Type 4A - Kinky or coily hair
Type 4A is the tightest of all curl types, but it's also the most fragile and susceptible to breakage. It can be difficult to manage and prone to frizz. Kinky or coily hair tends to have more wave than other curl patterns, but there are many variations within this type as well: from loose waves that resemble curls (or kinks), through body wave textures with defined coils at the ends of each strand, through tighter ringlets with less defined coils or even curly locks without any kind of wave at all!
Type 4B - Kinky or coily hair
If you have kinky or coily hair, it's important to know what type of curl your hair has. This is especially true if you're considering a new style and want to ensure it will work with your specific texture.
Kinky or Coily Hair: Kinky curls are coils that coil around themselves and can be seen as spirals or waves in the hair. They are thicker than Afro-textured hair but still loose enough that they don't form tight spirals like ringlets (knots). Kinky curls can range from straightened strands with random frizziness throughout them all the way down to tightly packed coils that have more volume than other textures but lack definition because there isn't enough room for air underneath those coils!

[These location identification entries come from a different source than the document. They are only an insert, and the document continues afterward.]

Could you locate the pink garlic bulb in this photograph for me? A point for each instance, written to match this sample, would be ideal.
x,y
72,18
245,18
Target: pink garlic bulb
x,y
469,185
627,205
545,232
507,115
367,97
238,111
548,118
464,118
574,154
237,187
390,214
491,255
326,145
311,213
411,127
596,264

Coily Curls: Coily curls are essentially tight corkscrews made up of many small corkscrews winding around each other tightly without any gaps between them—they're almost like mini dreadlocks.
Type 4C - Kinky or coily hair
Kinky or coily hair is the most tightly coiled type of human hair. It has a high density, which causes it to be resilient, strong, and difficult to manage.
This type of hair is also very thick compared to other curly types; it can grow at up to 3 inches (7.62 cm) per month.
How to Maintain My Curls?
- Avoid over-washing your hair.
- Use Phamily Hair Care for moisturizing your hair and healthy scalp. It is 100% Natural and cruelty-free.
- Use a heat protectant if you have curly hair, especially if you're going to blow dry it.
How To Figure Out Your Curl Type
Before you begin, it's important to know your curl type. There are several different types of curly hair, each with its own unique curl pattern.
- Type 1: This is straight hair that has been chemically processed and flattened out. The curls tend to look more uniform and less natural than other types of curls because they're not as tightly packed together by the roots as they would be if they were naturally formed from being exposed to water or humidity over time (the way curly hair usually behaves).
- Type 2: This type of curliness is characterized by waves that move in all directions instead of up and down as seen in Type 1's waves—think about how seaweed waves look when you throw them into the water! These waves can also be identified by their ability to bounce back after being tugged at their ends; this means that there aren't any breaks between each individual strand when looking at an individual piece on the head—the whole thing looks smooth from root to tip!